Despite the general uninterestingness of the main character, there are some fantastic visual motifs that Coppola achieves that mostly redeem the viewing experience. However, one scene that sort of disturbed me was when the main character receives a massage from another man. The bit that ensues is supposed to be played for laughs, but it came across a bit homophobic, which I am sure was unintentional.
I Vitelloni (1953)
Grade: A- | 1st Viewing
Somewhat inspired by my trip to Rome, but mostly inspired by my simple lack of having seen them, I have been catching up on the films of Federico Fellini over the last week and I decided to begin with the film that established him as a genius filmmaking force. I Vitelloni was both bitterly funny and tremendously sad and it may be the most accessible Fellini film I have seen. It follows five young men who linger around their Italian town essentially doing nothing but exist. Each character exists on an alternate moral plane with Moraldo apparently the only one with a conscious (yet surprisingly one of the most interesting).
Apparently this is one of the more autobiographical films of Fellini’s (all of his films have an autobiographical element) and he was said to represent Moraldo, the character who leaves.
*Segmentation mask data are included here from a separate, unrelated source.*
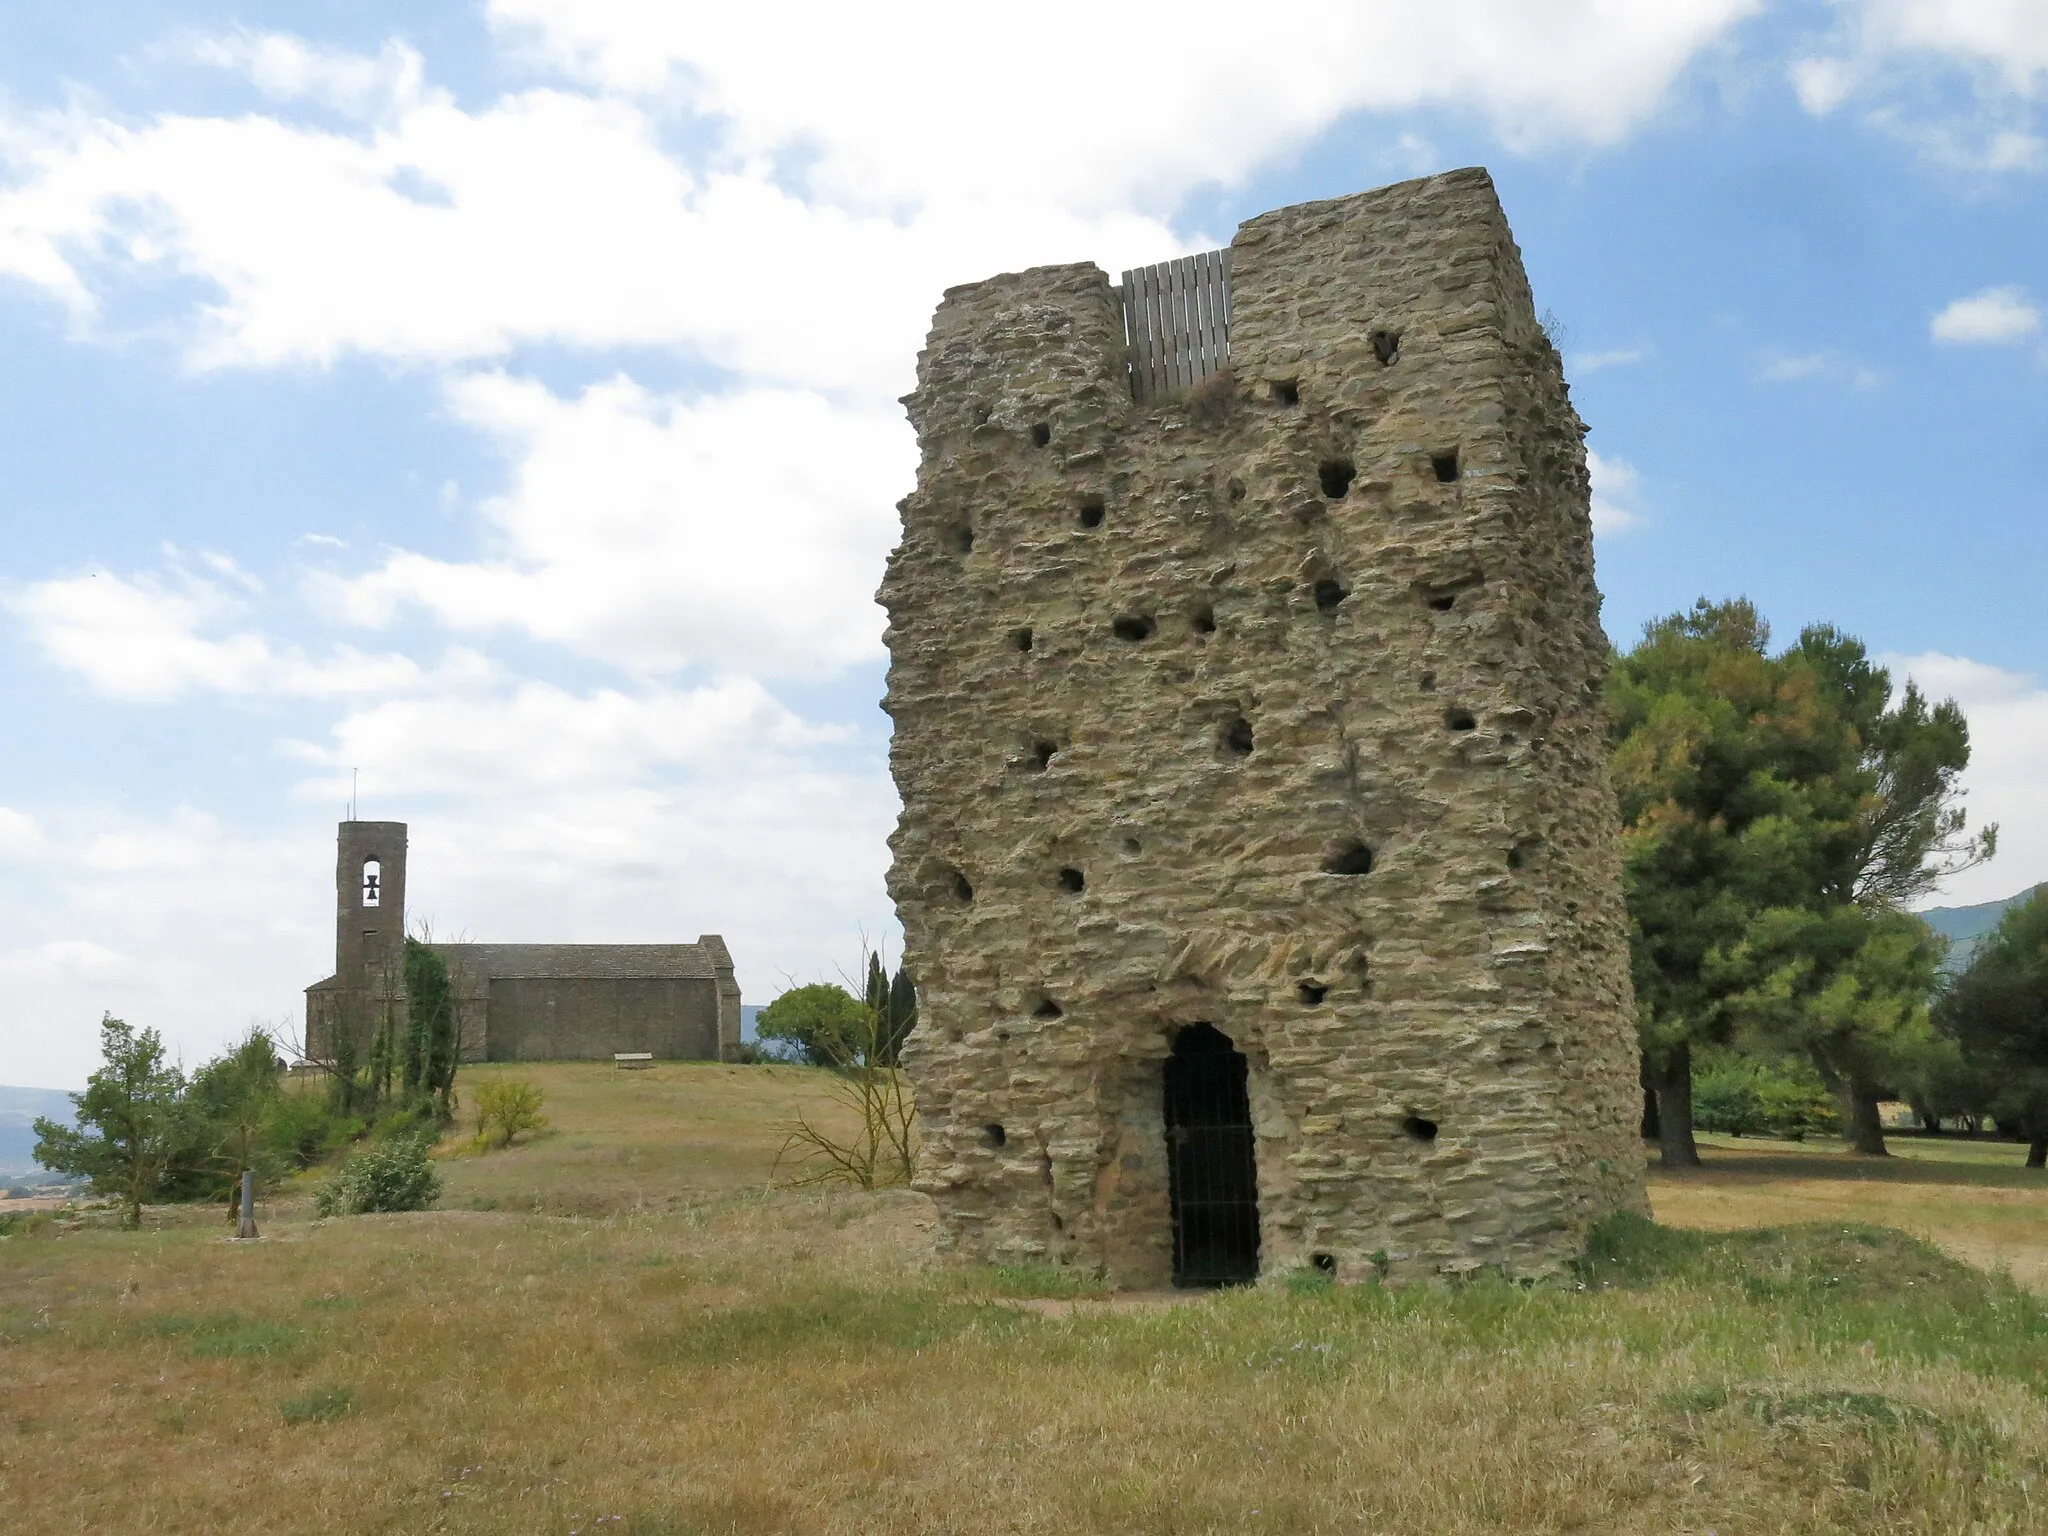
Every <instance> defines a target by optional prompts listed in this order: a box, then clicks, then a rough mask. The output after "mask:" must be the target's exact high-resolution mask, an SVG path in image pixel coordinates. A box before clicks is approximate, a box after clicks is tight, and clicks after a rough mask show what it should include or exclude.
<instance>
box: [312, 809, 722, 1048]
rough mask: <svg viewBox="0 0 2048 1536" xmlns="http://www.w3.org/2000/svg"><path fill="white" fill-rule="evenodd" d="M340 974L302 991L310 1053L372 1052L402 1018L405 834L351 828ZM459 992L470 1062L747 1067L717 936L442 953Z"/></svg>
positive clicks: (346, 842)
mask: <svg viewBox="0 0 2048 1536" xmlns="http://www.w3.org/2000/svg"><path fill="white" fill-rule="evenodd" d="M334 895H336V930H334V975H332V977H328V979H326V981H317V983H313V985H311V987H307V989H305V1053H307V1055H309V1057H313V1059H315V1061H334V1059H336V1057H338V1055H342V1053H344V1051H346V1042H350V1040H352V1042H354V1044H356V1047H358V1049H367V1042H369V1038H371V1036H373V1034H375V1030H377V1024H379V1020H383V1016H385V1014H387V1010H393V1008H397V1010H403V1004H406V997H403V975H406V823H403V821H344V823H342V825H340V838H338V858H336V872H334ZM434 950H436V952H438V954H440V956H442V961H446V965H449V983H451V985H453V989H455V1014H457V1032H459V1038H461V1051H463V1061H602V1059H608V1057H612V1055H616V1053H627V1051H645V1053H649V1055H653V1057H655V1059H670V1061H733V1059H737V1055H739V983H737V981H735V979H733V956H731V952H729V950H727V948H725V940H723V938H719V936H717V934H702V936H698V940H696V942H694V944H434Z"/></svg>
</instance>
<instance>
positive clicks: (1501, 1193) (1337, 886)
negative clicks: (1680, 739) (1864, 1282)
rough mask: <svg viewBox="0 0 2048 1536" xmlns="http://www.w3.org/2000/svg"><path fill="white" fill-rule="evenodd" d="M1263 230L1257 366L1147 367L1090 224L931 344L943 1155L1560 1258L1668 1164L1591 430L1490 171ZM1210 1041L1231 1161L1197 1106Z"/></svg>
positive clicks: (1052, 1210)
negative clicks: (1092, 232) (1643, 1088)
mask: <svg viewBox="0 0 2048 1536" xmlns="http://www.w3.org/2000/svg"><path fill="white" fill-rule="evenodd" d="M1229 264H1231V293H1229V342H1227V344H1229V367H1227V369H1223V371H1217V373H1214V375H1212V377H1208V379H1204V381H1200V383H1196V385H1194V387H1192V389H1188V391H1184V393H1178V395H1174V397H1167V399H1163V401H1159V403H1155V406H1137V403H1135V401H1133V385H1130V365H1128V360H1126V328H1124V313H1122V303H1120V293H1118V289H1112V287H1110V283H1108V279H1106V274H1104V272H1102V270H1100V268H1096V266H1094V264H1077V266H1042V268H1034V270H1028V272H1020V274H1004V276H993V279H989V281H985V283H973V285H967V287H958V289H950V291H948V293H946V295H944V303H940V307H938V313H936V317H934V324H932V334H930V344H928V346H926V350H924V354H922V356H920V365H918V389H915V393H911V395H909V397H907V399H905V406H907V408H909V418H911V422H913V424H915V428H918V440H920V446H922V465H920V473H918V487H915V492H913V494H911V496H907V498H905V500H903V502H901V514H903V539H901V545H899V547H897V551H895V555H893V557H891V561H889V573H887V578H885V582H883V590H881V600H883V604H885V606H887V610H889V621H891V623H889V651H891V670H889V696H887V705H885V707H887V711H889V713H891V715H893V719H895V745H893V768H895V782H897V788H899V791H901V797H903V817H901V823H899V827H897V834H895V838H893V844H891V846H893V850H895V864H893V870H891V877H889V885H891V893H893V897H895V901H897V909H899V913H901V920H903V934H905V948H903V952H905V958H907V963H909V967H911V971H913V973H915V977H918V981H920V1024H918V1032H915V1036H913V1038H911V1042H909V1049H907V1051H905V1063H907V1069H909V1073H911V1075H913V1079H915V1087H918V1110H920V1116H922V1133H924V1147H922V1155H920V1169H918V1188H922V1190H926V1192H928V1194H930V1196H932V1198H934V1200H936V1202H938V1208H940V1217H942V1233H944V1237H942V1241H944V1243H946V1245H950V1247H952V1249H956V1251H965V1253H969V1255H975V1257H983V1260H991V1262H1022V1260H1036V1262H1055V1264H1081V1266H1100V1268H1102V1270H1104V1272H1106V1274H1108V1276H1110V1278H1112V1280H1114V1282H1116V1284H1120V1286H1155V1284H1165V1282H1169V1280H1182V1282H1200V1280H1214V1278H1251V1276H1255V1274H1257V1276H1270V1274H1276V1272H1284V1270H1290V1268H1296V1266H1315V1268H1319V1270H1323V1272H1327V1274H1333V1276H1335V1278H1339V1280H1358V1278H1370V1276H1374V1274H1380V1276H1386V1278H1391V1280H1415V1278H1434V1276H1444V1274H1466V1272H1473V1270H1483V1268H1489V1270H1497V1272H1505V1274H1509V1276H1552V1274H1559V1272H1561V1270H1563V1268H1565V1266H1567V1264H1569V1260H1571V1257H1573V1255H1575V1253H1577V1251H1579V1249H1581V1245H1583V1237H1585V1231H1587V1227H1589V1225H1591V1223H1593V1221H1597V1219H1599V1217H1604V1214H1608V1212H1614V1210H1642V1208H1645V1190H1642V1155H1640V1149H1638V1143H1636V1122H1634V1116H1636V1110H1638V1104H1640V1100H1638V1090H1636V1055H1634V999H1632V995H1630V985H1628V954H1626V928H1624V922H1626V920H1624V909H1622V899H1620V864H1618V829H1616V813H1614V801H1612V795H1610V788H1608V776H1606V754H1604V745H1602V711H1599V686H1602V676H1604V668H1606V655H1608V645H1606V637H1604V635H1602V629H1599V594H1597V592H1595V588H1593V545H1591V522H1589V514H1587V473H1585V453H1583V446H1581V438H1583V432H1585V428H1583V424H1581V422H1579V416H1577V414H1575V412H1573V408H1571V401H1569V397H1567V389H1565V377H1563V369H1561V360H1559V354H1556V350H1554V348H1552V346H1550V340H1548V338H1546V336H1544V330H1542V326H1540V324H1538V319H1536V311H1534V305H1532V299H1530V291H1528V279H1526V274H1524V270H1522V258H1520V252H1518V248H1516V244H1513V236H1511V233H1509V229H1507V221H1505V215H1503V213H1501V207H1499V201H1497V199H1495V193H1493V182H1491V178H1489V176H1487V172H1485V170H1458V172H1450V174H1444V176H1432V178H1425V180H1415V182H1403V184H1399V186H1386V188H1380V190H1372V193H1362V195H1358V197H1346V199H1335V201H1329V203H1305V205H1300V207H1288V209H1278V211H1274V213H1266V215H1260V217H1255V219H1251V221H1249V223H1245V225H1243V227H1241V229H1239V231H1237V240H1235V242H1233V244H1231V250H1229ZM1204 1061H1225V1063H1229V1065H1227V1067H1225V1069H1223V1071H1221V1075H1210V1077H1206V1079H1204V1081H1210V1083H1221V1087H1219V1090H1217V1092H1219V1094H1221V1096H1223V1098H1219V1104H1225V1100H1231V1094H1235V1100H1231V1102H1239V1104H1243V1110H1241V1118H1243V1120H1245V1128H1243V1141H1241V1145H1243V1149H1247V1151H1245V1153H1243V1155H1241V1153H1237V1151H1231V1147H1233V1145H1237V1143H1231V1135H1229V1133H1231V1126H1227V1124H1225V1122H1227V1120H1231V1114H1233V1112H1231V1110H1229V1104H1225V1108H1221V1110H1202V1108H1200V1106H1196V1108H1192V1110H1190V1108H1186V1104H1184V1106H1182V1108H1180V1110H1178V1112H1176V1106H1174V1102H1171V1100H1174V1092H1178V1090H1174V1081H1176V1071H1180V1073H1182V1079H1180V1081H1190V1079H1188V1075H1186V1073H1190V1071H1196V1069H1202V1071H1208V1067H1204V1065H1202V1063H1204ZM1176 1063H1188V1065H1176ZM1233 1073H1235V1077H1233ZM1233 1083H1235V1087H1233ZM1176 1114H1178V1116H1180V1118H1178V1120H1176ZM1204 1147H1206V1151H1204ZM1219 1147H1223V1151H1219ZM1204 1157H1208V1159H1210V1163H1212V1165H1210V1163H1204V1161H1202V1159H1204ZM1233 1157H1237V1159H1239V1161H1241V1163H1243V1165H1245V1188H1243V1192H1241V1198H1239V1196H1233V1194H1231V1190H1229V1186H1231V1178H1233V1176H1231V1167H1227V1163H1231V1159H1233ZM1217 1159H1221V1161H1217ZM1219 1169H1221V1171H1219ZM1204 1180H1208V1184H1204ZM1210 1184H1212V1186H1217V1188H1221V1190H1223V1194H1221V1196H1219V1194H1217V1188H1208V1186H1210ZM1210 1196H1214V1198H1217V1200H1223V1202H1227V1200H1233V1198H1239V1204H1243V1208H1245V1210H1247V1212H1251V1214H1247V1217H1245V1221H1247V1223H1249V1229H1247V1235H1245V1237H1243V1239H1241V1241H1239V1243H1237V1247H1239V1249H1245V1251H1239V1253H1237V1257H1235V1260H1233V1262H1235V1264H1239V1266H1241V1268H1239V1272H1237V1274H1229V1272H1227V1270H1229V1264H1225V1266H1223V1268H1225V1272H1221V1274H1219V1272H1217V1270H1202V1264H1200V1262H1198V1260H1202V1255H1200V1253H1196V1251H1194V1249H1198V1247H1202V1245H1204V1243H1210V1247H1214V1243H1219V1241H1221V1243H1223V1245H1225V1247H1229V1241H1225V1239H1219V1237H1217V1233H1219V1231H1221V1229H1219V1227H1217V1225H1214V1223H1217V1221H1221V1217H1217V1214H1214V1210H1208V1212H1206V1214H1204V1210H1206V1206H1204V1200H1208V1198H1210ZM1210 1204H1214V1200H1210ZM1204 1223H1206V1225H1204ZM1247 1245H1249V1247H1247ZM1210 1257H1212V1255H1210Z"/></svg>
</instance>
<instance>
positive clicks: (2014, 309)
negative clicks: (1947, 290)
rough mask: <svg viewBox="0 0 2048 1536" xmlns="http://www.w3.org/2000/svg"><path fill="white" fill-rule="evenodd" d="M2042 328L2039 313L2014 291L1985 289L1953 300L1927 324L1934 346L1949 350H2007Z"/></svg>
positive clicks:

Knowing what Fellini’s career will blossom into shows the incredible stakes of a character being faced with the choice to either stay and remain an unemployed child and leave and realize one’s true potential. I am very glad that Fellini made that choice.
La Strada (1954)
Grade: A | 2nd Viewing
Re-watching this Fellini masterpiece is a treat for numerous reasons, but one in particular is the performance of Fellini’s real-life wife Giullietta Masina. Right from the start when she learns that her sister has died and has to suppress her excitement at the fact that she will now take her place and go on the road with circus performer Zampano. Her facial expressions exhibit such a myriad of emotions – childlike enthusiasm, sadness, and eagerness – that she immediately grabs the viewer’s attention and simultaneously becomes a sympathetic character much like Chaplin’s Little Tramp.
Balancing out Masina’s Gelsomina is Anthony Quinn’s Zampano, a brutish and abusive street-performing hack. Gelsomina’s complete devotion to Zampano could be viewed as allegorical like Christ’s devotion to a sinner as it is revealed at the end that both parties rely on one another. Like many of Fellini’s films, La Strada can be described as a tragicomedy and it is one of his best.